Do you recall your wedding vows?
The pastor asked you, “Will you have this man to be your husband (this woman to be your wife), to live together in the covenant of marriage? Will you love, comfort, honor, and keep___ in sickness and in health; and, forsaking all others, be faithful as long as you both shall live?” You answered, “I will.”
You then turned toward each other and vowed, “In the Name of God, I __________ take you, __________ to be my husband/wife, to have and to hold from this day forward, for better or worse, for richer or poorer, in sickness and in health, to love and to cherish, until we are parted by death. This is my solemn vow.”

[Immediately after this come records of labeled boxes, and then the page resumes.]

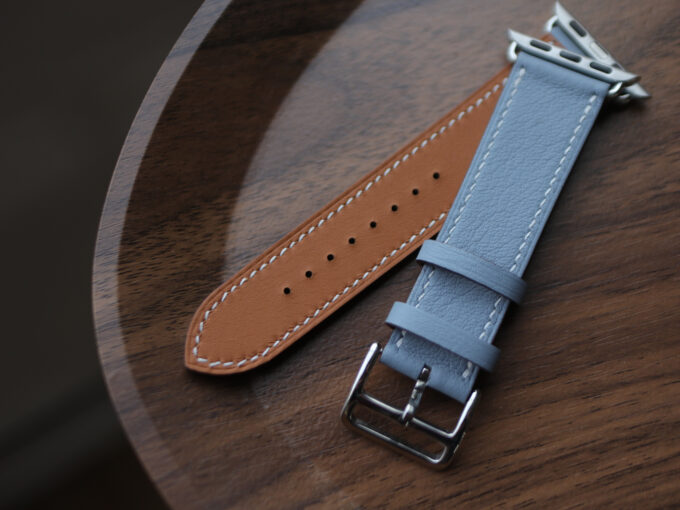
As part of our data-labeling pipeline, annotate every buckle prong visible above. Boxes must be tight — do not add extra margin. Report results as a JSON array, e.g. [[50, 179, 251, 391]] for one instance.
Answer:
[[401, 365, 430, 427], [342, 343, 479, 469]]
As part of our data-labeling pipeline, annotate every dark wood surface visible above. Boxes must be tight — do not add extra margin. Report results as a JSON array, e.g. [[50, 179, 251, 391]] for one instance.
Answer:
[[93, 0, 680, 508]]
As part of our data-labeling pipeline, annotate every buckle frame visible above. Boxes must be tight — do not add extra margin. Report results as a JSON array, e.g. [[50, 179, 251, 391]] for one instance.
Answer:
[[545, 2, 651, 102], [342, 343, 480, 469]]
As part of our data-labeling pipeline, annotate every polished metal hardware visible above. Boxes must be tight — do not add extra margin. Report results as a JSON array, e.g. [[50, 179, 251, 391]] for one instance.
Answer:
[[507, 30, 640, 96], [545, 2, 651, 101]]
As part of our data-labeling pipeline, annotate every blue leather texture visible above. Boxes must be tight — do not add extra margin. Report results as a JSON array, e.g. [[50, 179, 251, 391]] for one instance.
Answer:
[[381, 52, 609, 403], [385, 301, 500, 371], [417, 240, 526, 303]]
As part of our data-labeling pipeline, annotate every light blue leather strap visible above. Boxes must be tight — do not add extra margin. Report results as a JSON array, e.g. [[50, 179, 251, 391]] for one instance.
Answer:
[[385, 301, 500, 371], [381, 52, 609, 402], [418, 240, 526, 303]]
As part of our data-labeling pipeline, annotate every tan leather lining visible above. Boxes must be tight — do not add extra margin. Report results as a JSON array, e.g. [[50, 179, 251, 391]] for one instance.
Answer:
[[185, 67, 509, 374]]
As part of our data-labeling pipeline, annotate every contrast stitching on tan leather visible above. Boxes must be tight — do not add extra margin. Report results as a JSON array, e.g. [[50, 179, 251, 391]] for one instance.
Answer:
[[397, 67, 525, 379], [192, 78, 507, 367]]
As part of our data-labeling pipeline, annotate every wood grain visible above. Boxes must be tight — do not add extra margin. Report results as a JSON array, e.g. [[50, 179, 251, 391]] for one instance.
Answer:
[[93, 0, 680, 508]]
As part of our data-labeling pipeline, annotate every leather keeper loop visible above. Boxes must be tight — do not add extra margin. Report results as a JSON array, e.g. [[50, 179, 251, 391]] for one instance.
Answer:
[[385, 301, 500, 371], [418, 240, 526, 303]]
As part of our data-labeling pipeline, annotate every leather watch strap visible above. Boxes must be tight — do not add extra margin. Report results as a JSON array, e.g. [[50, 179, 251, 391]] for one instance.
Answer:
[[185, 67, 509, 374]]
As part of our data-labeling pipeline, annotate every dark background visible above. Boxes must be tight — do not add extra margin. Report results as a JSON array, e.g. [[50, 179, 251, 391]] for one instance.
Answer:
[[0, 0, 201, 509]]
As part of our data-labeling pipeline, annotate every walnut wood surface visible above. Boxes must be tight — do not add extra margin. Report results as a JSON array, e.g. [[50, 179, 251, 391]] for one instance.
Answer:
[[93, 0, 680, 508]]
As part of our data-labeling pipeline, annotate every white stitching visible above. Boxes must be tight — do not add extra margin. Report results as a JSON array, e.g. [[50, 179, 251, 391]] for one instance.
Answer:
[[396, 67, 526, 354], [192, 77, 507, 367], [463, 94, 597, 379]]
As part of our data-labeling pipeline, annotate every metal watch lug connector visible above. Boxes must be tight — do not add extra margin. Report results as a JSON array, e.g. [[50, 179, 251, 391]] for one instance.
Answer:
[[342, 343, 479, 469]]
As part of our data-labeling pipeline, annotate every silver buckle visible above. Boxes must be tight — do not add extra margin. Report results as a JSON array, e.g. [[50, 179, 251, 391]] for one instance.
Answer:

Why did you make these vows? And, perhaps more importantly, why stick to these vows? Maggie Gallagher and Linda J. Waite, authors of The Case for Marriage, reviewed the scientific evidence on the effects of marriage, and found the evidence strongly supports sticking to these marriage vows (Maggie Gallagher "Why Marriage is Good for You." City Journal ((Autumn, 2000)).
In summary, this is what they found.
• Marriage lowers the risk of violence. Unmarried couples who live together engage in more domestic violence than the married.
• Married people live healthier and longer lives. Nine out of ten married men who are alive at 48 will make it to age 65, compared with just six in ten of single men.
• Children live healthier and longer lives. A parent's divorce can lessen by four years an adult child's life.
• The married earn more money. Married men make as much as 40 percent more money than unmarried men.
• The married manage money better and build more assets than those who cohabitate. Near retirement, the average married couple is worth about $410,000, compared with $154,000 for the divorced and $167,000 for the never-married.
• The married are more faithful to each other. “Cohabiting men are four times more likely to cheat than husbands, and cohabiting women are eight times more likely to cheat than wives.”
• Marriage is better for you mentally and emotionally. The married are less depressed, anxious, and psychologically stressed.
• The married are happier. “Overall, 40 percent of married people, compared with about a quarter of singles or cohabitors, say they are ‘very happy’ with life in general. We shouldn’t say, ‘divorce or be unhappy’ but ‘divorce and be unhappy.’”
• Children love their married parents more. “Adult children of divorce describe relationships with both their mother and their father less positively, on average, and they are about 40 percent less likely than adults from intact marriages to say they see either parent at least several times a week.”
• The married have better and more frequent sex. “Single men are 20 times more likely, and single women ten times more likely, not to have had sex even once in the past year than the married.”
Maggie asks, “How can a piece of paper work such miracles? For surprisingly, the piece of paper, and not just the personal relationship, matters a great deal…Something about marriage as a social institution—a shared aspiration and a public, legal vow—gives wedlock the power to change individuals' lives.”
Furthermore, she writes, “What proportion of unhappily married couples who stick it out stay miserable? The latest data show that within five years, just 12 percent of very unhappily married couples who stick it out are still unhappy; 70 percent of the unhappiest couples now describe their marriage as ‘very’ or ‘quite’ happy. Just as good marriages go bad, bad marriages go good. And they have a better chance of doing so in a society that recognizes the value of marriage than one that sings the statistically dubious joys of divorce.”
Deuteronomy 23:23 says, “Make sure you do what you said you would do in your vow” (GW). Now we understand why!